Factor in the trump " we want jobs for Americans " and things could get really ugly.
More bad news and it's game over. Furthermore, WRT a bid or hostile T/O who would want to take on the huge debt, pension obligations and " cobham baggage " when they could just cherry pick the assets they wanted in an Admin firesale.
Defence and security specialist Cobham (COB) faced grisly full-year results but it has still performed satisfactorily despite problems, says Jefferies.
Analyst Sandy Morris retained his buy recommendation and target price of 180p on the stock, which was trading up 4%, or 5p, at 127p at the time of writing.

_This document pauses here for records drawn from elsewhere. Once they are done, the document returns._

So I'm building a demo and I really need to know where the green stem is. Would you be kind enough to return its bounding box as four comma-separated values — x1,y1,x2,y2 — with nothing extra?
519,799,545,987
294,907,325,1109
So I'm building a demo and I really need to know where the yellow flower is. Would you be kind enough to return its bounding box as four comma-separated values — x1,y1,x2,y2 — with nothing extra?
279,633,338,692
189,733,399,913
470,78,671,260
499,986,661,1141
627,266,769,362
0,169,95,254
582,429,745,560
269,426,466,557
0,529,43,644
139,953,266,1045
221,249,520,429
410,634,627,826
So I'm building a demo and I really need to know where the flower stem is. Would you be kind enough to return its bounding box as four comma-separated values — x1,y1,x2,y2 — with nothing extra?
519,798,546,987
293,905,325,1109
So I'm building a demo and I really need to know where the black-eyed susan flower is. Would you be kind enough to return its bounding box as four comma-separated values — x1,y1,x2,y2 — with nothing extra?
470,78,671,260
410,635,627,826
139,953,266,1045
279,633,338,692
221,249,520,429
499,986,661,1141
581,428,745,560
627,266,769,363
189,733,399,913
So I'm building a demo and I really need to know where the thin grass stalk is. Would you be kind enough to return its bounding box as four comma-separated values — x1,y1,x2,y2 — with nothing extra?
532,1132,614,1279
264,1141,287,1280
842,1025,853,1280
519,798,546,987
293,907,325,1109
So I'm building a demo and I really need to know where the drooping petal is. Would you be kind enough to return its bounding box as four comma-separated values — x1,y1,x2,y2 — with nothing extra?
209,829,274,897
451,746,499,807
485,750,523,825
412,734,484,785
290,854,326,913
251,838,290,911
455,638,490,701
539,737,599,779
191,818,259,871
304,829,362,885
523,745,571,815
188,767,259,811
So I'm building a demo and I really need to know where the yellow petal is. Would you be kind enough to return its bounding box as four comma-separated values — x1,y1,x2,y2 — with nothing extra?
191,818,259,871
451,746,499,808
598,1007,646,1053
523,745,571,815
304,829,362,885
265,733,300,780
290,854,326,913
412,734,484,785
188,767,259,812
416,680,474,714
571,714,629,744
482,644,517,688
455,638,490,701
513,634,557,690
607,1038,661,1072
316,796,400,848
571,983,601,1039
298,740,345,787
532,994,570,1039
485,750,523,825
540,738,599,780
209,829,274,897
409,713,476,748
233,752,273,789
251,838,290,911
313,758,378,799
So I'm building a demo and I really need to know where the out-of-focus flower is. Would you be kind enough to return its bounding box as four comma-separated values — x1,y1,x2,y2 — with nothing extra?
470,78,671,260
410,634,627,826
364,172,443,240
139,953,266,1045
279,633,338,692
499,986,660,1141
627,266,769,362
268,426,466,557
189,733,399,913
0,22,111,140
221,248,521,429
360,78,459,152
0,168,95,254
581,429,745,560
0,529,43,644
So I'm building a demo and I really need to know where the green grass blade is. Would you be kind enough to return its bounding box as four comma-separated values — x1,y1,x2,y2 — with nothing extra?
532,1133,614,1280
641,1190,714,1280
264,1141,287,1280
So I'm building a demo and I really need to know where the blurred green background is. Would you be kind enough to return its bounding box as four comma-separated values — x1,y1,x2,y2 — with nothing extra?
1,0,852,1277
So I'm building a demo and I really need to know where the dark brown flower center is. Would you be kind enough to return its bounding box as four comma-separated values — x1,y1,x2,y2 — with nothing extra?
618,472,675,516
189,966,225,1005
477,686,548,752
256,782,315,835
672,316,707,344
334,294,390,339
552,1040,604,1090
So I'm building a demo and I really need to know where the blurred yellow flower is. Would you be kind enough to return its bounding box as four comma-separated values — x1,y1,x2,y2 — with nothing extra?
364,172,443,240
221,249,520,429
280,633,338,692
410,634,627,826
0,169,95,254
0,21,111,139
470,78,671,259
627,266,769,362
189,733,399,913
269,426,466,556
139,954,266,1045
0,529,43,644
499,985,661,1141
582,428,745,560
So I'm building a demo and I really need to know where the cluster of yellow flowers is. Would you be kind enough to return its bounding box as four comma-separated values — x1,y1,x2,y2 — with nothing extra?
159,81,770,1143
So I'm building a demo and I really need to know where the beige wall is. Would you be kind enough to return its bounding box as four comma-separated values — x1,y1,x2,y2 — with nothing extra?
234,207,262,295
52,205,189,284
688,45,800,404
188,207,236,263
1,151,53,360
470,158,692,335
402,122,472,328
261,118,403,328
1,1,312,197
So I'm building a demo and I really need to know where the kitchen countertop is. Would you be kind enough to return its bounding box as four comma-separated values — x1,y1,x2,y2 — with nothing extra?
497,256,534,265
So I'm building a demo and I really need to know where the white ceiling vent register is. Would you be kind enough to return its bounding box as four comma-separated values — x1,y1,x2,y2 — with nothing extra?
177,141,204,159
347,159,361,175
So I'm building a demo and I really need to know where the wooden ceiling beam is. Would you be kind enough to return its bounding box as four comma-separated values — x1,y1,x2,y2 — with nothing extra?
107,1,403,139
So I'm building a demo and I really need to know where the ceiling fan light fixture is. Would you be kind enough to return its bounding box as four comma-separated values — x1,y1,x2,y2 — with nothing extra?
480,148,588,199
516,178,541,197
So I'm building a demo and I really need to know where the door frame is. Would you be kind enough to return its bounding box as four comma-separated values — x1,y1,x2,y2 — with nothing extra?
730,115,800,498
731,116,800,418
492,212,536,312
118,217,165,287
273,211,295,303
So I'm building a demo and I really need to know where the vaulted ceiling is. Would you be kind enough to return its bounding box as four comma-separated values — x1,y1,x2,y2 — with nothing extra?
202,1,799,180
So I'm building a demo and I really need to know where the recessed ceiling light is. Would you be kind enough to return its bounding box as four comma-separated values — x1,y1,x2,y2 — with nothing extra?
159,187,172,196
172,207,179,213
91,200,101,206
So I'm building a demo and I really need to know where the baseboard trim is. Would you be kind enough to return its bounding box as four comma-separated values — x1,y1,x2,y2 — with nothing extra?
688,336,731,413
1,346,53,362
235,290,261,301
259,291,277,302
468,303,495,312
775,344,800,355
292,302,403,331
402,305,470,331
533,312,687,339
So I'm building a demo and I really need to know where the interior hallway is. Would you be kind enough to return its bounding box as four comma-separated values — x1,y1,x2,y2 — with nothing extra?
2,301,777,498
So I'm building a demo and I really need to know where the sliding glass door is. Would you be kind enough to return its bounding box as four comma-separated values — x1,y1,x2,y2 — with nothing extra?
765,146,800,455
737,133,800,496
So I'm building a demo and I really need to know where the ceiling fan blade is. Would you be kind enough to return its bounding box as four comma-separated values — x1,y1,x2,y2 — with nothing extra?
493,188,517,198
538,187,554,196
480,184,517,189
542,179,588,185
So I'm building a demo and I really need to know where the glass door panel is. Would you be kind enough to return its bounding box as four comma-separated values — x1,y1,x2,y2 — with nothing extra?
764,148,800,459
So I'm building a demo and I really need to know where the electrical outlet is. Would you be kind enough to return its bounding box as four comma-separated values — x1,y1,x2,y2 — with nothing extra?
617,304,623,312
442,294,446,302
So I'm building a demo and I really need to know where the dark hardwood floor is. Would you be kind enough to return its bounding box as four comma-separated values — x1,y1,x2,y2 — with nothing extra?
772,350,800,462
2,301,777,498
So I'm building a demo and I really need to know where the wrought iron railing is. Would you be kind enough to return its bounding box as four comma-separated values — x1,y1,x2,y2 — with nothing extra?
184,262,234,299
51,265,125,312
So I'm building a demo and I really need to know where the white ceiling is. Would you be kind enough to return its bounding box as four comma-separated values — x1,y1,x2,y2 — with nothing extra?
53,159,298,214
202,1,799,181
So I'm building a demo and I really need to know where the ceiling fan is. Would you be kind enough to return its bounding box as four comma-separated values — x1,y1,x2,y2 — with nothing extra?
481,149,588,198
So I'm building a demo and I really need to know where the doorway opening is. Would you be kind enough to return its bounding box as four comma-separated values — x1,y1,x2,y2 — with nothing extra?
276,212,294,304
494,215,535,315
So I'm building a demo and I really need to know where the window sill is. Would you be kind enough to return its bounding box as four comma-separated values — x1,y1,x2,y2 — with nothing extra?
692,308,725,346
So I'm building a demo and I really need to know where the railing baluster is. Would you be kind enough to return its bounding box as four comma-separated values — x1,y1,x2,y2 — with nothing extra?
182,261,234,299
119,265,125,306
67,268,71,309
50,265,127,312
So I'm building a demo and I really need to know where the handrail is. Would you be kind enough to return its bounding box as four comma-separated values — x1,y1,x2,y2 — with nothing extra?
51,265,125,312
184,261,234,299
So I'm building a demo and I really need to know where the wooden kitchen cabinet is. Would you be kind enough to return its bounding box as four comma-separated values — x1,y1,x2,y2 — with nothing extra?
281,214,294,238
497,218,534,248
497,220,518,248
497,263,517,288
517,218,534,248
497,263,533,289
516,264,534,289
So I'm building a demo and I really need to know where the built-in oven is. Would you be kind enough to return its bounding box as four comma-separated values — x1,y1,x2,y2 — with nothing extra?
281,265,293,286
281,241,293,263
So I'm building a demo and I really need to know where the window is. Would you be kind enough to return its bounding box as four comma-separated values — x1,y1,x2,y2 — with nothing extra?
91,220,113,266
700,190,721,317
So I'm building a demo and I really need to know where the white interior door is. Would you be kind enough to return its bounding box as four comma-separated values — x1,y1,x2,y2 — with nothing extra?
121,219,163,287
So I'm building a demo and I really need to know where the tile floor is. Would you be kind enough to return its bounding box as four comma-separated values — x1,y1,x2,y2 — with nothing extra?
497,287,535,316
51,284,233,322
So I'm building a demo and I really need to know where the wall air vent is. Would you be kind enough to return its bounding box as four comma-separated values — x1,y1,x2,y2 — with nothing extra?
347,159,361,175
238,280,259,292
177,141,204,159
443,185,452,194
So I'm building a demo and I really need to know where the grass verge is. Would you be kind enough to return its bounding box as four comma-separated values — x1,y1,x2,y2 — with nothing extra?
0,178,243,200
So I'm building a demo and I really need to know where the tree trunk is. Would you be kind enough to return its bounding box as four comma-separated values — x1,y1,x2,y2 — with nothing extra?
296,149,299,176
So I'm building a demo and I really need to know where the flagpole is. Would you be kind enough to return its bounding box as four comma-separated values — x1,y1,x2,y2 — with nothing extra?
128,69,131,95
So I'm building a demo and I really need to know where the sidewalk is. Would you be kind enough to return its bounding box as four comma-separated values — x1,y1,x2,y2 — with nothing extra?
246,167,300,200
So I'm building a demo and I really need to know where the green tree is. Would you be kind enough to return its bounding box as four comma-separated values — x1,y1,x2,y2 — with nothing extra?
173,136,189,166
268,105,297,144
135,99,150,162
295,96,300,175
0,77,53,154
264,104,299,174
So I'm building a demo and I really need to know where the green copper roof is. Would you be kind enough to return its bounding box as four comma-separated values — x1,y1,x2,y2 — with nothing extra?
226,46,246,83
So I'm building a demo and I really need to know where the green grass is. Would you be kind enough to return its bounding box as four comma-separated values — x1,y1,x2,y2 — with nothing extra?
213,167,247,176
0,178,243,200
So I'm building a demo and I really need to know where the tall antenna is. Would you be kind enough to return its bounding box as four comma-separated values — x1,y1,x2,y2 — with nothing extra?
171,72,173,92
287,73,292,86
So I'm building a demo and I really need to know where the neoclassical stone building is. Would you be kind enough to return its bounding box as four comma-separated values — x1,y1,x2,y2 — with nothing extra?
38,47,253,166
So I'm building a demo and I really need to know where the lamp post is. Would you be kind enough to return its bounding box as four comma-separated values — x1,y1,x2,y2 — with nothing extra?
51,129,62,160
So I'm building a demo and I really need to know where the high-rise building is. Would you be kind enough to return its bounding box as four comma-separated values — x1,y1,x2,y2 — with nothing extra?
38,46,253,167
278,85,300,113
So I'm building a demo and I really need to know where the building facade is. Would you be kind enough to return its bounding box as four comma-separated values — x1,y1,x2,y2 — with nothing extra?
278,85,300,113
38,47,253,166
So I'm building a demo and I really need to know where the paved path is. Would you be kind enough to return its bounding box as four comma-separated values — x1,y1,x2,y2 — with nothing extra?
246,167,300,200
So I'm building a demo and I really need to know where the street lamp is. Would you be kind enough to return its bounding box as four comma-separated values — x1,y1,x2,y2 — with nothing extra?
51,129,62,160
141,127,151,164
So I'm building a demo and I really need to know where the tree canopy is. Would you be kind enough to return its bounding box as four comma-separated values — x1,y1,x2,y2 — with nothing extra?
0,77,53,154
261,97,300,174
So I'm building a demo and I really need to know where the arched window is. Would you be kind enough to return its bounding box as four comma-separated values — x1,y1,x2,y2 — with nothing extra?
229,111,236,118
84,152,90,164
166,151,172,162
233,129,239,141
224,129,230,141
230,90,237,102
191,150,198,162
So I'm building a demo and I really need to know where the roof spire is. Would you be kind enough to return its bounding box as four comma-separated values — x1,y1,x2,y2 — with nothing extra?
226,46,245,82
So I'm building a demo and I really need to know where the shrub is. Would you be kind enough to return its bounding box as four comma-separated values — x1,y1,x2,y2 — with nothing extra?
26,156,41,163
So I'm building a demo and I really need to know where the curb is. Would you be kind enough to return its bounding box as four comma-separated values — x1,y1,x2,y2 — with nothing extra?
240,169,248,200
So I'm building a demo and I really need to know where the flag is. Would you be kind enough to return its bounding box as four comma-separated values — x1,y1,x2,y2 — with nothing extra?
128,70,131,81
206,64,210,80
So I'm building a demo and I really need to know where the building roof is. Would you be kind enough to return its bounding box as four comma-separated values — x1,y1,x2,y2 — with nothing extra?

The full-year 2016 results were clearly going to be grisly and probably accompanied by a rights issue - Cobham plans to raise £500 million, he said.
Nonetheless, we maintain our stance that the major setbacks were foreign exchange translation on the US dollar debt and a working capital increase in the second half of 2016. In terms of trading, the second half of the year may not have shown the hoped for improvement on the first, but our sense is that in the second half much of the group still performed satisfactorily.
He added that for 2017 Cobham should be able to deliver operating margins 2-3% higher but that is not an inspiring number. "
I agree RAC. I think it was Bill who outlined three possible strategies. I actually think that strengthening the balance sheet could be a pre-cursor to a sale (takeover). With current £/$ exchange rate, a US company could be interested in Cob. I am sure The Donald would approve.